1     If you saw a picture of a clock melting, with half of it oozing over the edge of a table, what would you think about the artist? Would you think that he or she lived in a hot place? Would you think that the artist was crazy? Or would you think that you had had a glimpse of someone's dream? A melting clock is something you wouldn't expect to see in real life...or in a painting.
2     A melting clock is from a painting done by Salvador Dali in a bizarre art style called Surrealism. Surrealist paintings are fun to study. Surrealist paintings often have realistic subjects that are painted in perplexing ways. A different Surrealist painting shows a cheeseburger on a plate, which looks fine...until you notice that the slice of cheese has a face on it. Another Surrealist work has an old-fashioned phone stuck in a tree branch with a drop of water coming out of the mouthpiece of the phone. It is hanging over a plate that has a small photograph of Hitler on it. The painting is called Enigma of Hitler.
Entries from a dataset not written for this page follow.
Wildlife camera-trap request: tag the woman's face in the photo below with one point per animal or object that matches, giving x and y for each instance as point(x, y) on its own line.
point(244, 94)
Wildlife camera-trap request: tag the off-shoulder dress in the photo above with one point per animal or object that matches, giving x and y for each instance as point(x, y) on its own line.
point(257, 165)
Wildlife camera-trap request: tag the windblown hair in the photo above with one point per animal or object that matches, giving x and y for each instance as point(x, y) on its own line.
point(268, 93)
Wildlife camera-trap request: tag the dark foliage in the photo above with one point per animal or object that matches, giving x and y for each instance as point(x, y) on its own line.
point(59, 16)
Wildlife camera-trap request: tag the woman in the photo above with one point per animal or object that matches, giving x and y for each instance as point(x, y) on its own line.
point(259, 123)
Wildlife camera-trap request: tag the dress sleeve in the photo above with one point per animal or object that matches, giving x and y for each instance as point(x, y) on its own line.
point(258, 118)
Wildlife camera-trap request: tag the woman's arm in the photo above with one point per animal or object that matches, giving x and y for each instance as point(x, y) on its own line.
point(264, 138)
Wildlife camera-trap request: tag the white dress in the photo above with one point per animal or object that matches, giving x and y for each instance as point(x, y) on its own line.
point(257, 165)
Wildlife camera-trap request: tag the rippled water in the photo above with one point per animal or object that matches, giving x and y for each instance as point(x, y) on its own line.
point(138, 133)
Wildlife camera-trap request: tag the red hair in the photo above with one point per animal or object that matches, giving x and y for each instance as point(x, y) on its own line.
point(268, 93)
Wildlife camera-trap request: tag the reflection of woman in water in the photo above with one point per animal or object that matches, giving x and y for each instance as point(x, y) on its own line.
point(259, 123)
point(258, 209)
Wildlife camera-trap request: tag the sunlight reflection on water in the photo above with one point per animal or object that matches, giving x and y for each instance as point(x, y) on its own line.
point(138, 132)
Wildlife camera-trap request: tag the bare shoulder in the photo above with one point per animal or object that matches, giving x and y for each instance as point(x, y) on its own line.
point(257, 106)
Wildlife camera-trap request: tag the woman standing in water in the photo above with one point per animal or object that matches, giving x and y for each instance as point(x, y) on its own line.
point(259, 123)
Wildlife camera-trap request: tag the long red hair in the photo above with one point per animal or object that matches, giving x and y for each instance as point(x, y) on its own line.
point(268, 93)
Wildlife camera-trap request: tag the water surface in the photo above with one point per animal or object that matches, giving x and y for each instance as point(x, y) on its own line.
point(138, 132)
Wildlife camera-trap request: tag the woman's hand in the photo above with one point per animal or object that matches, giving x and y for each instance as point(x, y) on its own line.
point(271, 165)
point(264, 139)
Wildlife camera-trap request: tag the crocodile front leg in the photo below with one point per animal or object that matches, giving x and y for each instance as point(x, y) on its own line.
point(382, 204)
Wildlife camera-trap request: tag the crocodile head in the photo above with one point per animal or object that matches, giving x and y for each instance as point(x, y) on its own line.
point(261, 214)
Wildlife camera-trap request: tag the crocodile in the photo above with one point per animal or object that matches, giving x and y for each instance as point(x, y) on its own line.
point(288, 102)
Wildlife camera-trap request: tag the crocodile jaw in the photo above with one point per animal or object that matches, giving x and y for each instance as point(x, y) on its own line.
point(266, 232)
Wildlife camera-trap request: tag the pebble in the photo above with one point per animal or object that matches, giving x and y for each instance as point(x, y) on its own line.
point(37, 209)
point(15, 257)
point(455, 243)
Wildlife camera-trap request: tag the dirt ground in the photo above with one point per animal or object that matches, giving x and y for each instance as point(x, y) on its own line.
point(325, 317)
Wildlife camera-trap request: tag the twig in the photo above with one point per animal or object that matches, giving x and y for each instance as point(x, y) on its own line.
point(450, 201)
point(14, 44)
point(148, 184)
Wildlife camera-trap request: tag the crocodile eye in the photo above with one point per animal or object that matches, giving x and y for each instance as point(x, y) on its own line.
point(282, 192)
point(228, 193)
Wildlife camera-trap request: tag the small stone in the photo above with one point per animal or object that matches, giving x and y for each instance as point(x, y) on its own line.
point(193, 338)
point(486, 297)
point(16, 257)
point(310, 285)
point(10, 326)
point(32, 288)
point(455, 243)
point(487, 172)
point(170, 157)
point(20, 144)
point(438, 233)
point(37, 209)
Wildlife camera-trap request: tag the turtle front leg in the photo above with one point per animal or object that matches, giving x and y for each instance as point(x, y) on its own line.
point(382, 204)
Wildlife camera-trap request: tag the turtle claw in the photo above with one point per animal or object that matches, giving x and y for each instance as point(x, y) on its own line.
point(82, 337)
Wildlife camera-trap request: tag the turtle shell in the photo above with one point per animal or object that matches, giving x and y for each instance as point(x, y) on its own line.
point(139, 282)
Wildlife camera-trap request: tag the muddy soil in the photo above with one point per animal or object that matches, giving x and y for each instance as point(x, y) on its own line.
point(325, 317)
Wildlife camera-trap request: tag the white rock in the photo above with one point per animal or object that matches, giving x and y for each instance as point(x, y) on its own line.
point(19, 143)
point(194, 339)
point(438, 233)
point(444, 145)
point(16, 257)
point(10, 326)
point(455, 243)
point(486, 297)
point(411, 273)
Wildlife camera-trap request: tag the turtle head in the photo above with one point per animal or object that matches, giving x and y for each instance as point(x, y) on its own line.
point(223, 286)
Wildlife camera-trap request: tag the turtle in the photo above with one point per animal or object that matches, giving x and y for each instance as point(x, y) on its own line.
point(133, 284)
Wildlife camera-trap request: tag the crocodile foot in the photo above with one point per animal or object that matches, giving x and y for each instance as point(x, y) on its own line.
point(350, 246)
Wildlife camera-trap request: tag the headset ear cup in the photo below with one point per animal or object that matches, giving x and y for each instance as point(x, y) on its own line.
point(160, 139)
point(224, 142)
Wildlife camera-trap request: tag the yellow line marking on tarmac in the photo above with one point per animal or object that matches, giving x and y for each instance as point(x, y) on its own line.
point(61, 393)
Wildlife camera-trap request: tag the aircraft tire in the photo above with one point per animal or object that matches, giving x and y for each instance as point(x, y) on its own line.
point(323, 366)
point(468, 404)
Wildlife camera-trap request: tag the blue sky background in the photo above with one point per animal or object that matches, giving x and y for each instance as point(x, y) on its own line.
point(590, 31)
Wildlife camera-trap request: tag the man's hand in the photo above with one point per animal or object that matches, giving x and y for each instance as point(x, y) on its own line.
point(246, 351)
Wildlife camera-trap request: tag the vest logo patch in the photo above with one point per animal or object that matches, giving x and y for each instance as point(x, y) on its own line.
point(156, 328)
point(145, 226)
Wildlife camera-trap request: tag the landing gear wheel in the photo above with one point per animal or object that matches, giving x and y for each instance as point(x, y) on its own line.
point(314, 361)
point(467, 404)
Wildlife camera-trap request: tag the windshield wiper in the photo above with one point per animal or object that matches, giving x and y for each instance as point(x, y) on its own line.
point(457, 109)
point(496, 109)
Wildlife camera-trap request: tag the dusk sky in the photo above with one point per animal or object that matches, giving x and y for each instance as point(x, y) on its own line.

3     Surrealism was a movement that included both artists and writers. One important Surrealist writer who influenced many other Surrealists was a French doctor named Andre Breton. He fought in the trenches of the First World War, and he wrote poetry and articles. He studied the work of Sigmund Freud. He was fascinated when he tried to use Freud's ideas to analyze his patients. He joined one artistic group called the Dadaists in 1916 but had some problems with them. He later joined the Surrealists and wrote articles that explained Surrealism. These writings were called manifestos. He was said that his goal was to express "the true functioning of thought."